I’ve heard it said that the revolutionary things will be using in 10 years time are in the labs today.
Thinking back to my time at Lucent at the start of this decade I was often intrigued by what its research division Bell Labs was doing in nanotechnology. I didn’t understand much of it but was intrigued all the same.
This was very early days for this branch of research but 10 years on we are starting to see more tangible real world examples of how materials created at a molecular level have a practical application in our day to day lives.
A few months back I met with a former project management colleague at Alcatel Lucent, who is currently working on 4G and Long Term Evolution projects, and he told me that all of the technology that used to fill several 2m tall racks in the early 3G base stations could now be fitted into a box around the size of a desktop PC. Besides potentially enabling orgainisations to run 3G networks within buildings, this very much illustrated the progress in molecular level electronics over the last decade.

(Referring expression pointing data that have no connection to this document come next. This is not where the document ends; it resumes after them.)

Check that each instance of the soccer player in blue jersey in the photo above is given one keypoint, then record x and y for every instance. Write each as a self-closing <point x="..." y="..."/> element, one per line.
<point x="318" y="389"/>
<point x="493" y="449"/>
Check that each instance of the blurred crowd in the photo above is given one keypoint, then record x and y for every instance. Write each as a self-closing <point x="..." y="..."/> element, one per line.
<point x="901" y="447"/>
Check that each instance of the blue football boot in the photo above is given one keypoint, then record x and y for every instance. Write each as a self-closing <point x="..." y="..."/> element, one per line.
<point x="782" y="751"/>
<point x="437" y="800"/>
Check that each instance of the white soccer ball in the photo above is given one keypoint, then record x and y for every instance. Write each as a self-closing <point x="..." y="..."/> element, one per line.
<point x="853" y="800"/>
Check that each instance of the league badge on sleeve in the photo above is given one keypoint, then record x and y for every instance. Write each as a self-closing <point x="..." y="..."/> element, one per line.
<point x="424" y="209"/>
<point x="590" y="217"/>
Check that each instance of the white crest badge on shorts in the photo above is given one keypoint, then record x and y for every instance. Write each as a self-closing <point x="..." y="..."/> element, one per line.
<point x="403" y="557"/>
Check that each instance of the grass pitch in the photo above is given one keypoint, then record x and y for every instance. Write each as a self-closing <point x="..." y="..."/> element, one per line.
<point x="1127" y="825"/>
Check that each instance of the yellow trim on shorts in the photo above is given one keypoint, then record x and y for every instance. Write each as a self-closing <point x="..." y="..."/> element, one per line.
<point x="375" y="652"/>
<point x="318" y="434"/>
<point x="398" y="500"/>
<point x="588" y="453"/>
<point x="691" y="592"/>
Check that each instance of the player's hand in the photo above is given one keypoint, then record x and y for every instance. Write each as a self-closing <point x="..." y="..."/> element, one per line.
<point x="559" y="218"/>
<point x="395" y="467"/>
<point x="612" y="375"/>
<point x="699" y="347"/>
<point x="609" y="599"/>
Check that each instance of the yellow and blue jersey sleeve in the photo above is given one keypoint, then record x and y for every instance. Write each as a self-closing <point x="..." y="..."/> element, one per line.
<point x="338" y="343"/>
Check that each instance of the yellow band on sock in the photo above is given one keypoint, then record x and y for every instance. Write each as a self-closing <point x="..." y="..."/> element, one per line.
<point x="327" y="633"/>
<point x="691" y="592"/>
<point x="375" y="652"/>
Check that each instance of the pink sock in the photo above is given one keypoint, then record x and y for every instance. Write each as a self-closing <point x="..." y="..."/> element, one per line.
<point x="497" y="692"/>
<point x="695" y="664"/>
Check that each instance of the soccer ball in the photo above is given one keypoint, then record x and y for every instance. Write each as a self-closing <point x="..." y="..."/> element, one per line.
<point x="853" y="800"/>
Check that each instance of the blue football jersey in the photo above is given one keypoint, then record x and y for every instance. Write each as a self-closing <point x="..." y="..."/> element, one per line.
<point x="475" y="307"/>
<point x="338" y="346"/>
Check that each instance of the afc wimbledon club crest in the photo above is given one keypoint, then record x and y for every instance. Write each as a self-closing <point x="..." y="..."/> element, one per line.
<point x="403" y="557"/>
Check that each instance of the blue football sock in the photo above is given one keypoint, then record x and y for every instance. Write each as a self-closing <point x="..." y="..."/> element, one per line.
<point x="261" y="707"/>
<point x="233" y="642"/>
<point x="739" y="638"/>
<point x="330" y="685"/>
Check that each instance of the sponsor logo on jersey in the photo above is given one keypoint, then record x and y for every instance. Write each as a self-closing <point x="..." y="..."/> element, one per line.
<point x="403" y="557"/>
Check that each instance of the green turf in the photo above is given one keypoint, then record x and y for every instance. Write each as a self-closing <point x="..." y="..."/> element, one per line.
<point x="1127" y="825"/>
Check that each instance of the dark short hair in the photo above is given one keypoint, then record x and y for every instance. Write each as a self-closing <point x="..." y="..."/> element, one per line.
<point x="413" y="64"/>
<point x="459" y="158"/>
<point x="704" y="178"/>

I also remember it being said back in 2001 that all the technology in mobile handsets at that time would be fitted into devices the size of wrist watches within 10 years.

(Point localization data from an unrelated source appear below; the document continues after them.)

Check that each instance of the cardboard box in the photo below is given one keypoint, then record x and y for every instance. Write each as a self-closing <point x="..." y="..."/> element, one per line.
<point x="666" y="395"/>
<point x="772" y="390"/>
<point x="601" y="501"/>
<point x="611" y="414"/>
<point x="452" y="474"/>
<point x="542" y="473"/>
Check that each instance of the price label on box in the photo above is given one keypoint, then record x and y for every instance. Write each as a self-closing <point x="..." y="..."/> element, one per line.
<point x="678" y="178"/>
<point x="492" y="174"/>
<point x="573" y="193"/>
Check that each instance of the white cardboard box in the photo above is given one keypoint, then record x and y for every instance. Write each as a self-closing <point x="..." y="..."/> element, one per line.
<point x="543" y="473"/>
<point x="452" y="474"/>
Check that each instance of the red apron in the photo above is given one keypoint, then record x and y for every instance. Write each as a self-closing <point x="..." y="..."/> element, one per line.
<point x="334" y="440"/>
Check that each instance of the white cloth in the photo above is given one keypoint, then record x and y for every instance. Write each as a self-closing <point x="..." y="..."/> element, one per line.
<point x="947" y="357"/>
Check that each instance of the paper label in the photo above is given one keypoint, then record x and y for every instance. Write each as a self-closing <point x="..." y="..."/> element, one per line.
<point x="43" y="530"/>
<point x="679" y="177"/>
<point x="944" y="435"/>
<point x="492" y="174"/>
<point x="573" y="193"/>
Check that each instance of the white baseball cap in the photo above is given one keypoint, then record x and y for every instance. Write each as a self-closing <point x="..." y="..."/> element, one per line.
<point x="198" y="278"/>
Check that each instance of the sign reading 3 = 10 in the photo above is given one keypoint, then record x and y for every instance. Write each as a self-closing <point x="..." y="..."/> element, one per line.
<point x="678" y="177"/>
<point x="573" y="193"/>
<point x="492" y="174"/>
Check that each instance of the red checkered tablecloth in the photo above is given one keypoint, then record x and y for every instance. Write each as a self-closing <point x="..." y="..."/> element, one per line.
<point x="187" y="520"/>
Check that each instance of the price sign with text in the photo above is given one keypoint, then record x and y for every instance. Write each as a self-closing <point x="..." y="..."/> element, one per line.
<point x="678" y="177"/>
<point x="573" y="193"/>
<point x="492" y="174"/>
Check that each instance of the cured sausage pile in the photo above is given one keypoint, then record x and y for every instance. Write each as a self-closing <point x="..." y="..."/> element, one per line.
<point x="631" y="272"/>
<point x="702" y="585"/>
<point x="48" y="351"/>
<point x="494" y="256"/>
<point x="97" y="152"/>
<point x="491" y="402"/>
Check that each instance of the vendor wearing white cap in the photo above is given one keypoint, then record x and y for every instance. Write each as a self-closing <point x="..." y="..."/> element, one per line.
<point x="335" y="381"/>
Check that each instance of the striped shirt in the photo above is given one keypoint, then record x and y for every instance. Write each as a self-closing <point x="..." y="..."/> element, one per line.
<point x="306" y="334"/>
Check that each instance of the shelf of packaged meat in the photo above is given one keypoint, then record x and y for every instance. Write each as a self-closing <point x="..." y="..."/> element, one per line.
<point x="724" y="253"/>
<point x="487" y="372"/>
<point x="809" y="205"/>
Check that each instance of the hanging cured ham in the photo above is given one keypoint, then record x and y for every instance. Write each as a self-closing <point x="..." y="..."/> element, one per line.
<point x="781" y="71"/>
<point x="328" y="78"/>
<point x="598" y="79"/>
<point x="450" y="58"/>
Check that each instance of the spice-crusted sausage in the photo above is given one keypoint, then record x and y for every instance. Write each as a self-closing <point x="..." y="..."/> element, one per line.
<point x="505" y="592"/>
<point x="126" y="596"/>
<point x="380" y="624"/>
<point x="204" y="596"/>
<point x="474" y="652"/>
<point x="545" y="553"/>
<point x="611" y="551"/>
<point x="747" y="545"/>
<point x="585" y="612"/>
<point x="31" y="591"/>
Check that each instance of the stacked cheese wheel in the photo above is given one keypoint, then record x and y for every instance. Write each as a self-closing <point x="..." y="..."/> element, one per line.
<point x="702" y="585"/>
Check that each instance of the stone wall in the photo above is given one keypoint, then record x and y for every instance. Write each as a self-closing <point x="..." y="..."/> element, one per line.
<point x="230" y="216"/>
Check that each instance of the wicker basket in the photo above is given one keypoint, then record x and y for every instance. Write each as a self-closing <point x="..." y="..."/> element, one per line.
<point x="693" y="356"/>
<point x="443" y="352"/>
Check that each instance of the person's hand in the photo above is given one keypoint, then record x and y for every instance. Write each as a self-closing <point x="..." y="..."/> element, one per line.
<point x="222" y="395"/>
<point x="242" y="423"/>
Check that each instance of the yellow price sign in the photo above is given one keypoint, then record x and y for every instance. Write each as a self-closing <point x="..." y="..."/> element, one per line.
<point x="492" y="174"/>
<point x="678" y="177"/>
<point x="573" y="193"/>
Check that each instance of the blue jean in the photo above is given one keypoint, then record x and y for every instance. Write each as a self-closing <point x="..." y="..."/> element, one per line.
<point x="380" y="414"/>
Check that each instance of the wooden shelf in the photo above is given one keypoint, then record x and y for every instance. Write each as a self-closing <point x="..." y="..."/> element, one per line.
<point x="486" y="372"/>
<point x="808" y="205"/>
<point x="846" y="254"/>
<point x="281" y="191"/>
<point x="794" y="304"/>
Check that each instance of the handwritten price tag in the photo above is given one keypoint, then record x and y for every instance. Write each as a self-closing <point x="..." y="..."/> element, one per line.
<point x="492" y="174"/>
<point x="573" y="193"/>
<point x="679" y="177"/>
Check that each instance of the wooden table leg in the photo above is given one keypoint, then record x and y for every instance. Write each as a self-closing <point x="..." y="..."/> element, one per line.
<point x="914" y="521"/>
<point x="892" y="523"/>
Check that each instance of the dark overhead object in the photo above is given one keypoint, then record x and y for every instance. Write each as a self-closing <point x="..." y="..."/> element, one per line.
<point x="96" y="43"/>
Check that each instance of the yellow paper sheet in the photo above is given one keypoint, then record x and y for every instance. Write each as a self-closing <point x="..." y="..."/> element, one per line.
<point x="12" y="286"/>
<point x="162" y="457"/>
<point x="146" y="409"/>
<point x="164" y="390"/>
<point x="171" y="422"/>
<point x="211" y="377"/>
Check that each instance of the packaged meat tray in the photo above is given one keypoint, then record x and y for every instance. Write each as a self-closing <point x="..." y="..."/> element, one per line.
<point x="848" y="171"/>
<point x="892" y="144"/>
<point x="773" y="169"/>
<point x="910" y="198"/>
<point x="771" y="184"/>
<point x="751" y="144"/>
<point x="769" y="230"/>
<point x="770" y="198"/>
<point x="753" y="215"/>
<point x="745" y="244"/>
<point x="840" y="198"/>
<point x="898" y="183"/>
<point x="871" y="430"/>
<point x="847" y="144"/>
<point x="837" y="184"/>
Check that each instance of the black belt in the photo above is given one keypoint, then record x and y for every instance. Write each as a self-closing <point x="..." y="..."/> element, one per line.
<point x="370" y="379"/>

Nano-technology is making its way into our lives in many ways now to the extent that health organisations and trade unions are calling for tougher guidelines to prevent workers and consumers from being damaged by nano-particles.

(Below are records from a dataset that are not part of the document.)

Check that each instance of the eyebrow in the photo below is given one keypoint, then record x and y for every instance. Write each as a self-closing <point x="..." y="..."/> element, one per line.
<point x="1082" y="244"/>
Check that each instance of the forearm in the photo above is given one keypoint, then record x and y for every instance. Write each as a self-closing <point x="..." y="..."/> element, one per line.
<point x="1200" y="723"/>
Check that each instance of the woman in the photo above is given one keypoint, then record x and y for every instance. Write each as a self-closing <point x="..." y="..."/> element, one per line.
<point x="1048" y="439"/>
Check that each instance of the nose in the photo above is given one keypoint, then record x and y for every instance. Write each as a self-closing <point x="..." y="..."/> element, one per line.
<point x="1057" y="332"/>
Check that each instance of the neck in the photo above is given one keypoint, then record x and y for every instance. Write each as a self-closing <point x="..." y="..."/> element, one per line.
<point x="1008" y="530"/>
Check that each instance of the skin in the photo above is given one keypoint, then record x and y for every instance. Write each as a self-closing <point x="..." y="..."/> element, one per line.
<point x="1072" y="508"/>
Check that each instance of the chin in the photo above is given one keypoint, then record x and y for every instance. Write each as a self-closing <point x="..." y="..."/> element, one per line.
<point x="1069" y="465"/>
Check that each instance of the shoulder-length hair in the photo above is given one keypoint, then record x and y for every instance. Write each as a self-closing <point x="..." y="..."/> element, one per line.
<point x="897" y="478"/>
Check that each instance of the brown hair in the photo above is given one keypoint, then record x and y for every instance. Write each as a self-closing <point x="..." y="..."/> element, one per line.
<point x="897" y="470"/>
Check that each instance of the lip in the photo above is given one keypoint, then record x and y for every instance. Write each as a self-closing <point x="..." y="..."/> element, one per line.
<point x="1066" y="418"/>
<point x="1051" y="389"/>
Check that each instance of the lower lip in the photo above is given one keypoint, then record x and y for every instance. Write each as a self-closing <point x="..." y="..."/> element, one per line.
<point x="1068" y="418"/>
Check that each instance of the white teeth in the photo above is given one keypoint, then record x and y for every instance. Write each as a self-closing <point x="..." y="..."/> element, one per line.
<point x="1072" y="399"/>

The development of super strong materials and material types that could never have been conceivable before is well underway. Personally I’m looking forward to the self cleaning windows, cars and bathrooms as the useful output from such molecular level manipulation of materials. But beyond the many and varied ways in which the materials with which we build our world can and no doubt will be changed in amazing ways, the most significant output of nano-technology could well be quantum computing on an industrial scale.
There is a growing feeling amongst leading scientists that small scale quantum computers are just a few years away and some are even that confident to say they imagine quantum computers being on people’s desktops within 20 years.
When you look at the difference between today’s traditional computers and a quantum computer it is awesomely immense and to even consider having desktop computers that powerful in a 20 year timeframe is potentially world changing.
Typical personal computers calculate 64 bits of data at a time. A 64- qubit quantum computer would be about 18 billion billion times faster.
This type of capability will make the ‘power of Google’ that we worship today akin to a tortoise racing the space shuttle. Information creation and searching will be changed beyond measure and with quantum computing driving ‘the cloud’ every single one of use could have the computing power of the whole of Silicon Valley at our fingertips.